Якопо вожделел всей душою, чтобы командир никогда не скомандовал «отставить». Я могу и отказаться, убеждал он себя, и тогда все продолжится навеки, так что надо держать дыхание, покуда это так.
Думаю, что он вошел в то состояние оглушенности и головокружения, которое охватывает ныряльщика, желающего продержаться на глубине и продлить инерционное движение, которое в конечном итоге утягивает его на дно. До такой степени, что строки, читаемые мною в тетради, передавая его тогдашнее ощущение, перебиваются астматическим иком, разрываются многоточиями, ковыляют через зияния. Но ясно чувствуется, что в эту минуту – нет, он не говорит этого, но это вполне очевидно, – в эту минуту он обладал Цецилией.
Дело в том, что Якопо Бельбо тогда не мог сознавать – не сознавал он и после, пиша о самом себе несознающем, – что в то мгновение он окончательно и на всю жизнь отпраздновал все свои алхимические браки. С Цецилией, с Лоренцей, с Софией. С землею и с небом. Единственный, может быть, среди всех смертных он совершил во всей полноте Великую Дею.
Никто не говорил еще ему тогда, что Грааль является чашей, но является и копием. Что труба, подъятая как кубок, в то же время составляет собой оружие, орудие сладострастнейшего господства, устремленное в небеса и привязывающее Землю к Мистическому Полюсу, Землю к единственной твердой точке, которую мироздание когда бы то ни было имело: к точке, которую сотворил он сам, на эту бесконечную минуту, своим дуновением.
Диоталлеви еще не рассказал ему тогда, что можно пребывать в Йесоде, в сефире Основания, в замке сочетания вышней арки, выгнутой луком, чтобы посылать стрелы в меру Мальхута, который есть цель Йесода.
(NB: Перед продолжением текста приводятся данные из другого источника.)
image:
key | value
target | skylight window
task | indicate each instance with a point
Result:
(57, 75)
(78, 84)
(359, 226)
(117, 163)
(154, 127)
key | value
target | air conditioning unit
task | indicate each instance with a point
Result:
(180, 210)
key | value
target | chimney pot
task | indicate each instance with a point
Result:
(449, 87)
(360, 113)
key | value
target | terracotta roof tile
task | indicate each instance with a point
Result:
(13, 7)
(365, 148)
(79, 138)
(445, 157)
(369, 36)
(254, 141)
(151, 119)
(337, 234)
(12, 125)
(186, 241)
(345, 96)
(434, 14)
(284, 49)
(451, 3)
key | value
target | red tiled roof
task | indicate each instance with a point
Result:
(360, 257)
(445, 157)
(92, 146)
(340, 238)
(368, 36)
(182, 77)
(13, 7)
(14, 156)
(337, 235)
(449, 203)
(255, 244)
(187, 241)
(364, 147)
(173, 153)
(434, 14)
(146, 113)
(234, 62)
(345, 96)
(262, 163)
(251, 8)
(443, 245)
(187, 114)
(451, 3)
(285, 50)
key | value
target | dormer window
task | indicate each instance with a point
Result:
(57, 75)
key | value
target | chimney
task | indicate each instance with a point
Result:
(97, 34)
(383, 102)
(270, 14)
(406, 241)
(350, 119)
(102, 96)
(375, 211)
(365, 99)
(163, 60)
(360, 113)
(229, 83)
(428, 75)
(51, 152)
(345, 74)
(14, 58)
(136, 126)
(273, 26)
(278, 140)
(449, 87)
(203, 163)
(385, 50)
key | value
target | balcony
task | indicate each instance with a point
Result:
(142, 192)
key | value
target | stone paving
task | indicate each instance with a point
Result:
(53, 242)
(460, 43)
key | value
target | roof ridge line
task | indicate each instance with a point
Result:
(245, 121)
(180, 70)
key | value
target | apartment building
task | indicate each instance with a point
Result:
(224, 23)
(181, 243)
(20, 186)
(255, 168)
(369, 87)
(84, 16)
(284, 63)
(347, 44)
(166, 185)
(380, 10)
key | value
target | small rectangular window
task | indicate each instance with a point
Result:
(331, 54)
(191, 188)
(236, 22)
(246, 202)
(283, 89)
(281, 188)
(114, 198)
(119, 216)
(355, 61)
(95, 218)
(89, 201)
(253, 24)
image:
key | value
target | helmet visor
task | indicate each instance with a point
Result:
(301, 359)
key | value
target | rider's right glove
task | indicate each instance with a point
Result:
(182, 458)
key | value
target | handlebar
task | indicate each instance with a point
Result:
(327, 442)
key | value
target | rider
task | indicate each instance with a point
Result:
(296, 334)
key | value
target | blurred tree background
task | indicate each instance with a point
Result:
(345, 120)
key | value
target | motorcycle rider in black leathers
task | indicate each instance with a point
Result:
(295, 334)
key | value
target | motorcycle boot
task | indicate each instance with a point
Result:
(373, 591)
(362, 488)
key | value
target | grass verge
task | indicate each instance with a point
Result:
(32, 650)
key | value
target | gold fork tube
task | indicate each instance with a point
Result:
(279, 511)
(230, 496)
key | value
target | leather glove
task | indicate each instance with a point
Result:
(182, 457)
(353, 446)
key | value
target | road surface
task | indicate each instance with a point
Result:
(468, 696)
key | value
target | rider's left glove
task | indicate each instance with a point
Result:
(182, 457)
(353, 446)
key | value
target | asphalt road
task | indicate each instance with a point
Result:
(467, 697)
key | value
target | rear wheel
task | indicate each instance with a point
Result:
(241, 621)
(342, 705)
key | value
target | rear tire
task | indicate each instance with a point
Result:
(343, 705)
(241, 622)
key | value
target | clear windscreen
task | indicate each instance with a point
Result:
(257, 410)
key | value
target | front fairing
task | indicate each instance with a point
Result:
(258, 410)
Йесод – капля, упавшая со стрелы, которая порождает дерево и плод. Это anima mundi[111], в ней мужественная сила, размножаясь, связывает между собою все состояния вещества.
Уметь свивать этот Пояс Венеры означает уметь исправлять ошибку Демиурга.
Как можно прожить всю жизнь, отыскивая Оказию и не замечая, что решающий момент, тот, который оправдывает рождение и гибель, был тобой уже прожит? Он не вернется, но он сбылся, неотвратимо, полно, блистательно, благородно, как любое откровение.
В этот день Якопо Бельбо глядел в глаза Истине. Единственной, которая в его жизни была ему явлена, ибо истина, которую он воспринял, это что истина быстролетна (все, что идет за ней – комментарий). Именно поэтому он порывался укротить нетерпение времени.
Тогда он этого еще не понимал, конечно. И не понимал ни когда писал об этом, ни когда решил об этом больше не писать.
Я понял это сегодня вечером: необходимо, чтобы автор умер, для того чтобы читатель открыл для себя истину.
Наваждение Маятника, которое преследовало Якопо Бельбо в течение всей его взрослой жизни, было – как утерянный во сне адрес – отображением того другого момента, закрепившегося было в сознании и потом вытесненного, в которое он действительно прикоснулся к потолочному своду мира. И это, то есть мгновение, когда он затормозил пространство и время, выпустив свою стрелу Зенона, не было ни знаком, ни симптомом, ни аллюзией, ни фигурой, ни сигнатурой, ни загадкой. Оно было тем, чем было, и не выдавало себя за иное. Было мгновением, в которое нет отсрочки и уравниваются все счеты.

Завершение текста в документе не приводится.